George Will again decries electric car subsidies:
The government already offers $7,500 tax incentives for people who buy electric cars such as the $32,780 Nissan Leaf and, more to the point, General Motors' $41,000 Chevrolet Volt. As The Post's Peter Whoriskey reported, these prices are "well above" those of "comparably sized cars with gasoline engines that can cost about $20,000."
Obama's goal of getting 1 million such cars on America's roads by 2015 cannot be met unless innovative government rigs the market. Introduced in 2008, the $7,500 bribe was limited to the first 250,000 cars. Under Obama's stimulus, it was expanded to 200,000 per manufacturer. The Levins, uttering liberalism's timeless rallying cry ("More!") want it to cover 500,000 per manufacturer.

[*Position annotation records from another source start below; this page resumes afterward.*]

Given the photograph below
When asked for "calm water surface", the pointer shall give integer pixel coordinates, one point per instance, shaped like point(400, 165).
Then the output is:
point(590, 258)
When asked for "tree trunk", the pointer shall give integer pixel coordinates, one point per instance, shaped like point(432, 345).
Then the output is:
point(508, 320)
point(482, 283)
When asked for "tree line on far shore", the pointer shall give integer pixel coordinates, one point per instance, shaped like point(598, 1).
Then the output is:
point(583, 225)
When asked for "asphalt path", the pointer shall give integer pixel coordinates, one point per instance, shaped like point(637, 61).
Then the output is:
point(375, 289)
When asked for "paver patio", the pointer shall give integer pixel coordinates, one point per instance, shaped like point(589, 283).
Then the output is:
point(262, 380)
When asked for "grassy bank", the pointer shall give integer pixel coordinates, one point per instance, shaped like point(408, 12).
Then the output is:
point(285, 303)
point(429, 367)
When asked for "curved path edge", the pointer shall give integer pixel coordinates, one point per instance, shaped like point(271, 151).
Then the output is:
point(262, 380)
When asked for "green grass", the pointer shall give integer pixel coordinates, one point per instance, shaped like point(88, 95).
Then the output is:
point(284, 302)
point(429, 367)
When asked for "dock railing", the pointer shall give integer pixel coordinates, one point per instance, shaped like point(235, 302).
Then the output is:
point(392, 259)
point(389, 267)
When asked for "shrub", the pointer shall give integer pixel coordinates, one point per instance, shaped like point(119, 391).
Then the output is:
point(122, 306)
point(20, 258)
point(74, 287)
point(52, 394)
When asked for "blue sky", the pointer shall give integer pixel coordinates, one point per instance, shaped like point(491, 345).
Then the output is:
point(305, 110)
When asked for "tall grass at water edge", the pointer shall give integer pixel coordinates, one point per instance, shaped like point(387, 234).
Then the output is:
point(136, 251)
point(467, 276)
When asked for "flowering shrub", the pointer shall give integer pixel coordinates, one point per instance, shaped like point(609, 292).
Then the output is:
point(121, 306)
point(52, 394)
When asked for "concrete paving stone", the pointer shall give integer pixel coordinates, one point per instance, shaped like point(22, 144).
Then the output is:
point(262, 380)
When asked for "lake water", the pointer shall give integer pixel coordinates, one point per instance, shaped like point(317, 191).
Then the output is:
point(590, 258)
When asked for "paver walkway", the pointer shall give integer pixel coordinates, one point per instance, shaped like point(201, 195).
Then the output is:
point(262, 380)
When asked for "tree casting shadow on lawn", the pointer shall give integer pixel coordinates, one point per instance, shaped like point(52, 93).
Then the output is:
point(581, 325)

The Levins' applied liberalism is regressive because it conscripts all taxpayers into subsidizing a fortunate few: As Whoriskey reported, the subsidy would flow to "early adopters" of a new kind of car, and they "generally tend to be affluent." But this is "all about economic and national security," says Robbie Diamond, president of the Electrification Coalition.
There is, on the surface, a basic economic logic here. In general, the government should not rig the market to subsidize product A over product B. However, if product B creates the negative externality of emitting massive amounts of carbon dioxide into the atmosphere, then you have a compelling reason to rig that market, one that any economist would grasp.
To be sure, there are numerous possible ways to account for the carbon emission: a tax, a cap and trade scheme, and so on. Given that the first two options are politically off the table, one option now is to directly subsidize electric cars. This does create some windfall beneficiaries, but at the same time it advances the compelling purpose of jump-starting an electric car market, hopefully leading to a large enough infrastructure to allow electric cars to compete on an even basis with gasoline cars.
Now, Will might want to argue that this method of reducing carbon emissions won't work at an acceptable cost. The problem is that Will thinks climate science is a giant hoax. And obviously if you think carbon emissions are harmless, then you won't support any program to mitigate them, because even a dollar spent to reduce climate change is a dollar wasted. So, when Will is instructing his readers to oppose this or that carbon-reduction program, perhaps he should note his scientific premises.